Rising with grim resolve, he noted that his once-sublime celestial raiment had lost its lustre, reduced to common, fraying fibres unworthy of a world-strider. With a quiet, focused intensity, he tore the upper silk of his vestments, binding the fabric around his brow to secure his long, ink-black hair. His bare torso, now exposed to the humid, cloying breath of the forest, felt the raw pulse of the earth beneath his soles. He moved with newfound caution toward what appeared to be a vestige of a road, long surrendered to the strangling weeds. Before long, the skeletal remains of an ancient temple loomed through the verdant gloom—a ruin so aged it seemed to be sinking into the earth, choked by boughs that coiled around its stone like slumbering serpents.

He approached the monolithic stone gates—eternal sentinels of oblivion. The moment his fingers grazed the frigid surface, the ground shivered. With a low, majestic groan that echoed through the hollows of the woods, the gates surrendered. Equi Nox stepped into the maw of the temple, his pace steady yet vigilant. He traversed corridors drowned in shadow, where the walls whispered silent histories of lethal traps, their mechanisms now rusted into impotence by the relentless march of aeons. Guiding himself by the thin threads of light bleeding from ceiling fissures, he eventually emerged into a chamber of such scale it stole the very air from his lungs.

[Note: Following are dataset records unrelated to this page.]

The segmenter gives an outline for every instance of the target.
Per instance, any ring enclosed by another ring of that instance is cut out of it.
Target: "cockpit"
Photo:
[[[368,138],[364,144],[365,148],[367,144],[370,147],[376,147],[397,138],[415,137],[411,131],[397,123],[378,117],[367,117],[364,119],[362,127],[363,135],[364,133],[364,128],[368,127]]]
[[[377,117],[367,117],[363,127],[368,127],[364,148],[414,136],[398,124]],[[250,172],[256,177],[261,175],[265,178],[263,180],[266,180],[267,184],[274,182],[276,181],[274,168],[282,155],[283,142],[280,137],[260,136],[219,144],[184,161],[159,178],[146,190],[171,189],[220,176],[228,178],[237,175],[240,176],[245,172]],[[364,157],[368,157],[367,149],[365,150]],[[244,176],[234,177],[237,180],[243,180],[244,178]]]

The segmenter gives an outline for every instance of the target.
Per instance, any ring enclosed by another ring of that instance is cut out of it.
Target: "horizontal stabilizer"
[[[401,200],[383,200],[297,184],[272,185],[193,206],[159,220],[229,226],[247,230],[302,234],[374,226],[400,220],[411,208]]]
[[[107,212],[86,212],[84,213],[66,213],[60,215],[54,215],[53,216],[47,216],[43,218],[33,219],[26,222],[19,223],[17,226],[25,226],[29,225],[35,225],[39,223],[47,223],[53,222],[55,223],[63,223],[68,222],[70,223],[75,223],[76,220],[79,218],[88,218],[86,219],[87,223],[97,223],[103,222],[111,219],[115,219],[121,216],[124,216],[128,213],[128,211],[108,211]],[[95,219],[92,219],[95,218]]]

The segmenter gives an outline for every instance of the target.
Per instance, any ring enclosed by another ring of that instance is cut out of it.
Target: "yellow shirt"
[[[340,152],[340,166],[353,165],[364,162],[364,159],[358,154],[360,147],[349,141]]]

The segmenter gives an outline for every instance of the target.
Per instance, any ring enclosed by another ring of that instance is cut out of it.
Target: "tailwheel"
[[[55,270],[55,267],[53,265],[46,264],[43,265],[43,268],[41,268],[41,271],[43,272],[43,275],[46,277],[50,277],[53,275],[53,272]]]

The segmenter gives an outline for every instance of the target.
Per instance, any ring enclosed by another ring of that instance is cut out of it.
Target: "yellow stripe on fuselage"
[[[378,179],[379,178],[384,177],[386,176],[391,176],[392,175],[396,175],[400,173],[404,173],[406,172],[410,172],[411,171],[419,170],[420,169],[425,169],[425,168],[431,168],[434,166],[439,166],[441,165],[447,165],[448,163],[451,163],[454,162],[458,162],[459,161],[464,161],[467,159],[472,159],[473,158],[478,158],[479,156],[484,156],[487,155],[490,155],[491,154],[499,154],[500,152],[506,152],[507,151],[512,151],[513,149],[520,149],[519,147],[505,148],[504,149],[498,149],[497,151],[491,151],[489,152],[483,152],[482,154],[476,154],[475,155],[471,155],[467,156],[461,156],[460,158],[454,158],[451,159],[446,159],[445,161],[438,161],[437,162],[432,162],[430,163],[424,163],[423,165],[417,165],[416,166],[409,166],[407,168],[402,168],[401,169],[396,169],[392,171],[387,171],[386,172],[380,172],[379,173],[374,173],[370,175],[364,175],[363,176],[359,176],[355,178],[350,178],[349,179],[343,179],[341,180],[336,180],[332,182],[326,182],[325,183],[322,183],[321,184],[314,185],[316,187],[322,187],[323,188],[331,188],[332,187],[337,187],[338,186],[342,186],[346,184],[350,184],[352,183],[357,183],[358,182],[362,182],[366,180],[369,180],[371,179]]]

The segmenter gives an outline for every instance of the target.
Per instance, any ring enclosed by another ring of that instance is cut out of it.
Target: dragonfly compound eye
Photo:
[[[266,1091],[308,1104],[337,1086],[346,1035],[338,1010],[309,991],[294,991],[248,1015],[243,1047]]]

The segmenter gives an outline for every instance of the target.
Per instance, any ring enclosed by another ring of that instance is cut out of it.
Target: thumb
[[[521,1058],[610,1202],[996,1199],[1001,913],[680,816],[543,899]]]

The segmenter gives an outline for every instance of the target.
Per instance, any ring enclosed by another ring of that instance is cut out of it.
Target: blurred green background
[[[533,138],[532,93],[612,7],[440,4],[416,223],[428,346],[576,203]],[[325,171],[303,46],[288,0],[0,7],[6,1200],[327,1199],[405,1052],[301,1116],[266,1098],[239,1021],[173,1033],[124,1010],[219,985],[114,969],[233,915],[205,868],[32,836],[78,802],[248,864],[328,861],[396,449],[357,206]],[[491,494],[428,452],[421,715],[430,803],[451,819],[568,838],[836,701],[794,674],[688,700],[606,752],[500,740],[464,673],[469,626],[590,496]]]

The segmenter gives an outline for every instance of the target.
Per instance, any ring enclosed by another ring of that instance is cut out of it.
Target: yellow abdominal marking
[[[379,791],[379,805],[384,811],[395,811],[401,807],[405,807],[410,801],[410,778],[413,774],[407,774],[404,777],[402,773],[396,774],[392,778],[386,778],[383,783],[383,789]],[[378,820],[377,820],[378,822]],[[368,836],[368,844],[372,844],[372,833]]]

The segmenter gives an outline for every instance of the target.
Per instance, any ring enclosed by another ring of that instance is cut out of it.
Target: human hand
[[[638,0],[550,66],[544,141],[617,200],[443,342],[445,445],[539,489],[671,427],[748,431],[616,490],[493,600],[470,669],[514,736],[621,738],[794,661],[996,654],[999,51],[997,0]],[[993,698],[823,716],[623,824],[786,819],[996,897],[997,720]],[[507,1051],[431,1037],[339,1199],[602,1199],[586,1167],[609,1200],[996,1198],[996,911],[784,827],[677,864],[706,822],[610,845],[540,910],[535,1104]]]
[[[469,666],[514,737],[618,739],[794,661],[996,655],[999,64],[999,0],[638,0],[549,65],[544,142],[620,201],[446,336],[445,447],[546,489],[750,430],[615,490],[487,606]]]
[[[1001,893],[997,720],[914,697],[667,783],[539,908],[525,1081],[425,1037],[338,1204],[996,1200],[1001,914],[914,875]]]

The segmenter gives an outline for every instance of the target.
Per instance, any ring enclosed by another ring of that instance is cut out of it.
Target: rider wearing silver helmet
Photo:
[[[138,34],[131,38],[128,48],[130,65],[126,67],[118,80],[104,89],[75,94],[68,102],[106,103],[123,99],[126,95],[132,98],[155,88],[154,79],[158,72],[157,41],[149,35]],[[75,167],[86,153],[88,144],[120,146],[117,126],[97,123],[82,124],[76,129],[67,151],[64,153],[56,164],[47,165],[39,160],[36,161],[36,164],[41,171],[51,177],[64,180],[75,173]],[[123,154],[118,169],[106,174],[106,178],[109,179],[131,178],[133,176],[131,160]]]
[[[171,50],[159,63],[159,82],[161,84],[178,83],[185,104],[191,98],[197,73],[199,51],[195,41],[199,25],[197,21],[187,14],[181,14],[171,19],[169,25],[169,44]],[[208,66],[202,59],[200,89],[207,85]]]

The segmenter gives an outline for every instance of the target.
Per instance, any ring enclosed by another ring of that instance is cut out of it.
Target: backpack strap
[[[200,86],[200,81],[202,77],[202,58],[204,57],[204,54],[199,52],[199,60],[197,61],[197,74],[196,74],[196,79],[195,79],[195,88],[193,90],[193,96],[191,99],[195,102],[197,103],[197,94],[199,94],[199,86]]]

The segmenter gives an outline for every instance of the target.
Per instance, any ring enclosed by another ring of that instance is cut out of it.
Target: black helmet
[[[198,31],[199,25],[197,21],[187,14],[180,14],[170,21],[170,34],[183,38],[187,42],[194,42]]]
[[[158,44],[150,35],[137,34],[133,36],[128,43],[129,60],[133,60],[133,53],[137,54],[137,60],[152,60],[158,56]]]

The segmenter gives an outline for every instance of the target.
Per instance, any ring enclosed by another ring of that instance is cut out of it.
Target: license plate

The hall was a forest of strange columns, each etched with the chronicles of epic strifes and celestial upheavals in a tongue long perished—half-devoured by rot, half-obscured by the damp of centuries. At the heart of this silent sanctuary stood a statue of a woman, rendered with heart-wrenching precision. One hand was raised in eternal supplication toward the heavens, the other pressed to her breast as if shielding a secret too profound for words, though her lower form lay shattered in the dust. Beside her rested a colossal metallic sarcophagus, its dull sheen flickering in the guttering light. It remained sealed with a heavy, expectant silence, as if awaiting a single touch to awaken whatever lay in its hollow depths.